Sunday, May 2, 2010

Goldman Sachs Scandal Explained

by Richard Crews
Goldman Sachs designed derivatives built of weak mortgages at the request of a big client who wanted to sell them short (essentially sell them with the promise to buy them later in the hope they would go down in value). So far, so good.

But GS also sold those same derivatives to other customers ("long" not "short"). This would also have been ok, BUT they did so without disclosing to those other customers that the derivatives had been specially designed to be weak.

In doing this, GS violated good business principles of "consumer protection." Customers have a right to be told by a vendor if the vendor knows the product they are purchasing is defective. In the case of a securities firm, this violates a responsibility called "full disclosure."

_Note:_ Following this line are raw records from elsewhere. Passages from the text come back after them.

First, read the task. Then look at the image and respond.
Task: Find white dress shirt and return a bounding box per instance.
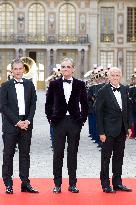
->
[111,83,122,110]
[62,77,73,115]
[14,78,25,115]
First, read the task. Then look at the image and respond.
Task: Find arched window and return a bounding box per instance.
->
[28,3,45,34]
[59,3,76,34]
[0,3,14,34]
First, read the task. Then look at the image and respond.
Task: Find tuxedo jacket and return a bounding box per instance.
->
[0,86,1,113]
[45,77,88,126]
[95,83,132,137]
[87,85,95,114]
[1,78,37,133]
[129,86,136,112]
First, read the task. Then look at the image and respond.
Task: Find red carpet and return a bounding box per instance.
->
[0,178,135,205]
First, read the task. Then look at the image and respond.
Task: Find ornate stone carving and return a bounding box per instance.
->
[117,14,124,34]
[18,12,25,31]
[48,13,56,33]
[117,37,124,44]
[18,48,23,58]
[118,0,124,10]
[117,49,123,69]
[80,13,86,33]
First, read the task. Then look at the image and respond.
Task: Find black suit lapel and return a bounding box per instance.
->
[68,78,77,104]
[58,78,67,104]
[120,85,127,111]
[23,79,28,103]
[12,78,27,108]
[107,84,121,110]
[10,79,18,106]
[59,78,78,105]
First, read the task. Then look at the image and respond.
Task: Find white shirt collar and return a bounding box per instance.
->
[110,83,120,88]
[14,78,23,83]
[62,76,73,81]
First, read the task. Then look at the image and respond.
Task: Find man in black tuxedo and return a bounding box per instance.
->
[1,58,38,194]
[129,80,136,139]
[96,67,132,193]
[45,58,88,193]
[0,86,1,113]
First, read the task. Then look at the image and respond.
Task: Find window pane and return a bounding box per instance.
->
[100,7,114,42]
[100,7,114,34]
[0,3,14,34]
[100,51,114,68]
[0,50,15,80]
[36,51,45,80]
[127,7,136,42]
[59,3,76,34]
[28,3,45,34]
[38,71,44,81]
[126,51,136,79]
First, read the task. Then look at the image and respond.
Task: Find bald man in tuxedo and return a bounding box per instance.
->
[96,67,132,193]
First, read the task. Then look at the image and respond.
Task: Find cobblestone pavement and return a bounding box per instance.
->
[0,91,136,179]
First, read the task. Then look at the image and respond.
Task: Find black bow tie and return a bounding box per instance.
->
[14,80,23,84]
[112,87,120,92]
[63,79,71,84]
[110,84,120,92]
[110,85,120,92]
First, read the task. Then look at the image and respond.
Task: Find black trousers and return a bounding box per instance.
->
[2,129,32,186]
[100,128,126,188]
[52,116,81,186]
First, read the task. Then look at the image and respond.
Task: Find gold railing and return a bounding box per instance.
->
[0,33,89,44]
[101,34,114,42]
[127,35,136,42]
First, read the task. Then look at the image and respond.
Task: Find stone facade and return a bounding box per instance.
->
[0,0,135,88]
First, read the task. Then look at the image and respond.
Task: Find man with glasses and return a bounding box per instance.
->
[45,57,88,193]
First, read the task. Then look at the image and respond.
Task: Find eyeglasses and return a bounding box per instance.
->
[61,65,72,69]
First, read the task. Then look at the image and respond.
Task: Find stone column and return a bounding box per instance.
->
[50,49,54,69]
[84,49,89,74]
[53,48,57,66]
[77,49,82,78]
[88,0,98,66]
[46,49,50,76]
[80,49,85,79]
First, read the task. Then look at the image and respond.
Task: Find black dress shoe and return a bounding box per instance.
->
[113,184,132,192]
[103,186,116,193]
[68,186,79,193]
[6,186,13,194]
[21,184,39,193]
[53,186,61,193]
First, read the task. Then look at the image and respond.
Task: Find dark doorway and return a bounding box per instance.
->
[29,52,36,63]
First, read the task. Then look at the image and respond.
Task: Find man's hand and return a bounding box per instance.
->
[17,121,25,129]
[100,134,106,142]
[127,129,132,139]
[17,120,30,130]
[23,120,30,129]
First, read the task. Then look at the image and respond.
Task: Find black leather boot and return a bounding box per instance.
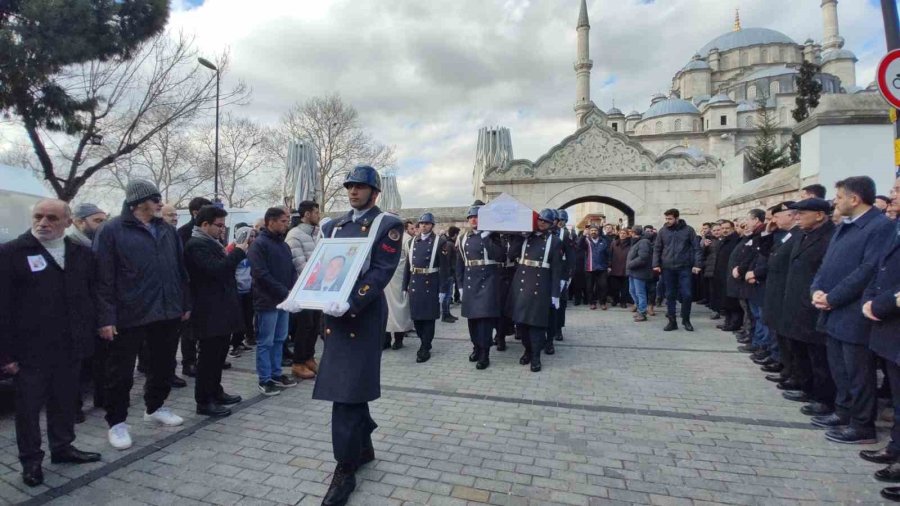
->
[682,319,694,332]
[468,346,478,362]
[476,348,490,370]
[664,316,678,331]
[323,464,357,506]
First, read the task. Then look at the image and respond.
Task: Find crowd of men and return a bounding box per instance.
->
[1,168,898,505]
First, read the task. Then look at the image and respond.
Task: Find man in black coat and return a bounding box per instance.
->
[94,179,192,451]
[403,212,450,363]
[176,196,212,377]
[507,209,563,372]
[781,199,837,421]
[308,166,403,506]
[652,208,702,331]
[0,199,102,487]
[735,209,774,360]
[552,209,576,343]
[184,205,247,417]
[456,205,506,369]
[714,220,743,332]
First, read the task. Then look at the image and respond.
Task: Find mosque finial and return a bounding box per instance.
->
[733,8,741,32]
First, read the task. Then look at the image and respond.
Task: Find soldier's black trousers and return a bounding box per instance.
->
[468,318,495,350]
[332,402,377,467]
[413,320,435,351]
[520,325,545,359]
[16,356,78,465]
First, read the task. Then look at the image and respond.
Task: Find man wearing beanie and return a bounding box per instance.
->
[94,178,192,450]
[67,203,107,248]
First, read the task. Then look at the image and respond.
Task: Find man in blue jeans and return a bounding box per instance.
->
[652,209,702,332]
[248,207,298,396]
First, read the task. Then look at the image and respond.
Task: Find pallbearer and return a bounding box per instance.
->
[456,204,505,369]
[493,233,517,351]
[508,209,563,372]
[554,209,576,342]
[403,213,450,363]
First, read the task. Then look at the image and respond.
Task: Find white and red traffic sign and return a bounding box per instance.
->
[877,49,900,109]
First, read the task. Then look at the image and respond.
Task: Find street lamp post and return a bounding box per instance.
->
[198,57,220,201]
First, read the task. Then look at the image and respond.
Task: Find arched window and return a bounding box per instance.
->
[655,121,663,133]
[674,119,682,131]
[744,116,754,128]
[747,85,757,100]
[641,125,649,135]
[769,81,781,96]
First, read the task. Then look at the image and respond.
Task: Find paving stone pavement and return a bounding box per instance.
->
[0,304,893,505]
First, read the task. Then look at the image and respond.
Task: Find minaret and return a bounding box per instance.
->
[821,0,844,51]
[733,8,741,31]
[574,0,594,128]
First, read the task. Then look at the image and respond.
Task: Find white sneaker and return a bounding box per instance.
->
[143,407,184,427]
[108,423,133,450]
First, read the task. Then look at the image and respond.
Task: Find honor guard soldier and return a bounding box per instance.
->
[554,209,576,342]
[494,233,518,350]
[507,209,563,372]
[456,204,506,369]
[312,165,404,506]
[403,212,450,363]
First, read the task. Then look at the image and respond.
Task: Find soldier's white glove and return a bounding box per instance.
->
[551,297,560,309]
[323,301,350,317]
[560,280,567,292]
[277,299,303,313]
[458,289,463,301]
[439,293,446,304]
[480,231,491,239]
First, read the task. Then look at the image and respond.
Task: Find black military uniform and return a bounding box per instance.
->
[403,213,450,363]
[456,205,506,369]
[507,210,563,372]
[313,166,403,506]
[553,210,576,343]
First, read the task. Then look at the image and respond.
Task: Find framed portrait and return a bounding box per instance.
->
[284,237,370,310]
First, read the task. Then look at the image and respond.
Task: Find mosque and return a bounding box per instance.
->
[472,0,886,226]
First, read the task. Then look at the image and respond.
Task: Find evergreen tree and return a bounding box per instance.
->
[747,96,790,179]
[789,61,823,163]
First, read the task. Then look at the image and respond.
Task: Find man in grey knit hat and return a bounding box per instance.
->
[93,178,192,450]
[67,203,107,248]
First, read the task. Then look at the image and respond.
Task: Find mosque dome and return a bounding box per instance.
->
[699,27,797,55]
[607,107,624,116]
[683,59,711,71]
[626,110,642,119]
[707,93,735,106]
[821,48,857,63]
[642,98,700,120]
[650,93,668,105]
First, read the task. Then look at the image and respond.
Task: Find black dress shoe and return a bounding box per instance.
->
[736,336,751,345]
[877,464,900,483]
[519,353,530,365]
[50,447,102,464]
[760,363,783,373]
[216,392,242,405]
[468,348,478,362]
[826,426,877,445]
[441,315,456,323]
[197,403,231,417]
[663,317,678,331]
[170,375,187,388]
[21,462,43,487]
[475,358,489,370]
[750,350,769,361]
[183,364,197,378]
[776,380,802,391]
[323,464,356,506]
[765,373,786,383]
[782,390,811,403]
[861,447,900,464]
[545,343,555,355]
[682,320,694,332]
[391,338,404,350]
[530,362,542,372]
[737,344,758,353]
[882,486,900,501]
[800,402,834,417]
[416,350,431,363]
[810,413,849,428]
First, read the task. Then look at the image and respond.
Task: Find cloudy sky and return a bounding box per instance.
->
[168,0,888,207]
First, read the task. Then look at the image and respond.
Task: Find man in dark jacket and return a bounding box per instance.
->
[608,228,631,308]
[176,197,212,377]
[652,208,702,331]
[0,199,102,487]
[714,220,743,331]
[184,205,247,417]
[580,224,610,310]
[811,176,895,444]
[626,225,653,321]
[735,209,773,359]
[552,210,576,341]
[94,179,192,451]
[702,223,721,318]
[403,212,450,364]
[248,207,298,396]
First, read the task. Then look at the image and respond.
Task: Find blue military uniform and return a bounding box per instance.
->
[403,226,450,362]
[455,227,505,368]
[507,213,563,372]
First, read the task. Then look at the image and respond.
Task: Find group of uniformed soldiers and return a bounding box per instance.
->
[401,203,577,372]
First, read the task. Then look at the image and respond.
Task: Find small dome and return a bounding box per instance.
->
[821,48,857,64]
[607,107,624,116]
[683,59,711,71]
[699,27,797,55]
[708,93,735,106]
[804,38,815,45]
[692,94,711,106]
[736,101,758,113]
[650,93,667,105]
[626,110,642,119]
[642,98,700,120]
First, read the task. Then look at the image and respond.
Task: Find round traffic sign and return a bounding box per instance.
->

Moreover, securities firms (like banks, accountants, lawyers, and real estate agents) have a special duty to their clients, a duty called "fiduciary." That means they are legally bound to act in the client's best financial interests.

One further sin: GS also traded for its own account. This means they were buying and selling stocks, bonds, and various derivatives with money they held in trust for their clients. In other words, in some cases they were using the clients' own money to bet against the clients' financial interests.

Add to this--from outside GS--the lack of government regulation, the lack of sufficient requirements for financial disclosure, the "purchase" of bond ratings (which are supposed to be objective), and patterns of bonuses to executives based on short-term profits (despite longer-term losses), and the recipe for a huge, murky financial disaster is complete.